We’re here to dive the Cornelia B Windiate or – as our director has brilliantly termed it – “The Ghost Ship of Thunder Bay”.
This does mean hanging around in the aforementioned 4°C for very long periods to get all the filming done.
And so, just out of interest, I thought I’d mention what I’m wearing to stay toasty. First layer: my lucky pants (obviously, all divers have lucky pants). Second layer: Montane silk longjohns and long-sleeved vest. Third layer: a Thermulation heated vest.
Imagine, if you will, halfway through a dive someone walks up behind you and wraps you in a warm, fluffy towel straight off a piping hot towel rail. Well, that’s what this vest is like.
The first time I turned it on during a dive, I made such extravagant noises of approval that my buddy thought a humpback was in full song nearby. As we were in Vobster at the time this would have been unexpected.
Fourth layer: a Halo undersuit. Fifth layer: an O’Three drysuit.
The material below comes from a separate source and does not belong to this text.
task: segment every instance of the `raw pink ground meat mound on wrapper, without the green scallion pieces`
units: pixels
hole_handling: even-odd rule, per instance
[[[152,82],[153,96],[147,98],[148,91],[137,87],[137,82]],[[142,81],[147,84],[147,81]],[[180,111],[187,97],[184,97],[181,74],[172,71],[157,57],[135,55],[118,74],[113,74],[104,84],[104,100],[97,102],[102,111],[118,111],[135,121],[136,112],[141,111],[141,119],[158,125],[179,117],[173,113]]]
All topped off with a 7mm hood and mittens.
All of this means, of course, that you can’t actually move, bend any portion of your body, or do anything at all with your hands, but at least you’re warm (bordering on hot).
All you can do is swivel your eyes and waggle your fins, but that seems to get me round the wreck just fine.

WHY GO TO ALL THIS TROUBLE Well, the Windiate just might be one of the best-preserved wrecks on Earth.
Lying in 60m of frigid lake water, she sank perfectly upright in a terrible storm in 1875 in Thunder Bay.
No trace of her crew was ever found, and all manner of riddles remain about just what happened to the vessel.
Why was she so pristine as she sank Why did she settle so perfectly upright What happened to her crew
Why was she found in Lake Huron, when she was thought to have sunk in Lake Michigan
And why, as historical records indicate, did she set out into the teeth of the November storms so heavily overloaded and with such an inexperienced crew
Here is a vessel that basically committed suicide, and now lies as a silent monument to the folly of pursuing profit over people.

WE’RE HERE TO TRY TO ANSWER some of those questions for the upcoming television series, and as I type these words I’ve just returned from our first dive.
I must say that all the hassle, all the thermal protection, all the palaver of visiting Cornelia B Windiate in her watery grave became instantly worthwhile the first moment the wreck materialised before me.
Some things require that little bit of extra work, that little bit of extra grit and determination, but pay off spectacularly once you reach journey’s end – surely a fitting mantra for British divers and diving.